One limitation of our study was that ChatGPT was applied to an English exam for Dutch-speaking students, which means that the level of the exam is not equivalent to a native language exam. The estimated level of earlier VWO English exams was reported to be C1, with a score of 64% as the minimum required to achieve this level (College voor Toetsen en Examens, 2020). Furthermore, even though our study was conducted on a well-constructed high school exam, it does not guarantee that ChatGPT will also perform well in other types of verbal tests.
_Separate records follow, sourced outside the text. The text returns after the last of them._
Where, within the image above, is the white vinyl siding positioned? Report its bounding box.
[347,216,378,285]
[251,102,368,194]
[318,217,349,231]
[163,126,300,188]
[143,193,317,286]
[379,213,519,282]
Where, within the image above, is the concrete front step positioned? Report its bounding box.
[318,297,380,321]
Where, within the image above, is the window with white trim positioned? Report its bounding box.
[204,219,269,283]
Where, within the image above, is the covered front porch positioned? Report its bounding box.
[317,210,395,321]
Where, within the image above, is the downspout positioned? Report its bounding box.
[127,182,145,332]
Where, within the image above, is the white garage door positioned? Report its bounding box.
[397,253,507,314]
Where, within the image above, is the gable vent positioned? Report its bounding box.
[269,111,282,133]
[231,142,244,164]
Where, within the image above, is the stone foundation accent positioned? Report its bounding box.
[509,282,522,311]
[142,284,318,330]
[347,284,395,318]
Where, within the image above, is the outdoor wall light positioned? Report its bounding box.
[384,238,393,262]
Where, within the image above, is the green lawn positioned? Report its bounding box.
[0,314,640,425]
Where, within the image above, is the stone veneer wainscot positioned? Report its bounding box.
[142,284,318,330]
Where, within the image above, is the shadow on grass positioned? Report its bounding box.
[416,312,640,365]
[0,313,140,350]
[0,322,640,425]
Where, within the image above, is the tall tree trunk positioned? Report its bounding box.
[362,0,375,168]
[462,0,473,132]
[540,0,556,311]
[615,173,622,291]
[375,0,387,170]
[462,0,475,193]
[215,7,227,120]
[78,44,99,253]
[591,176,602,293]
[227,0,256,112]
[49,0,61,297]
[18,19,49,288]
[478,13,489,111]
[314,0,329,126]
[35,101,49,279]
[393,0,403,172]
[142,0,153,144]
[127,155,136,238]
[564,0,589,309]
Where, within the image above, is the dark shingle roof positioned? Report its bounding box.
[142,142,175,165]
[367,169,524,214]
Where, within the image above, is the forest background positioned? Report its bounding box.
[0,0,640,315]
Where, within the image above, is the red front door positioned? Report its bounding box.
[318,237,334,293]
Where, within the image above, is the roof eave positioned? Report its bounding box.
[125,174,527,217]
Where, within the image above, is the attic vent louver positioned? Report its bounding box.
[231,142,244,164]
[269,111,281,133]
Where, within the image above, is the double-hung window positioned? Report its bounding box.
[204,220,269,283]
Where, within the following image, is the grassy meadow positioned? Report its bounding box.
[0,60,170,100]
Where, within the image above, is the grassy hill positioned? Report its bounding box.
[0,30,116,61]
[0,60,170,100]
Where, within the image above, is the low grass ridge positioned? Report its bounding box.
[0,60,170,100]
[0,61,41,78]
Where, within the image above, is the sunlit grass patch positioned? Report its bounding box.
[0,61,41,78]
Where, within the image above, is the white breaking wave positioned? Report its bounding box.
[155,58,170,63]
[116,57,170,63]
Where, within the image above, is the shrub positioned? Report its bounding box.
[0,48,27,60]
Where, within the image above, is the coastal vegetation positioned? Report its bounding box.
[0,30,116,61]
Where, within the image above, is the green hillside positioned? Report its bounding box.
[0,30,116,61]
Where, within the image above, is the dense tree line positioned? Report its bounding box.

With the introduction of GPT-4, large language models have reached a point where they can outperform average humans in certain areas. There is a high probability that ChatGPT or similar models will evolve to become more intelligent over time. Given that current models can already do well on high school exams today, it raises significant questions about what lies ahead in education and beyond. A wealth of opportunities are at reach for new applications and integrations, such as incorporation into, for example, Microsoft 365 Copilot (Office Microsoft Blog, 2023). As large language models continue to evolve, they have the potential to redefine the boundaries of human-computer interaction.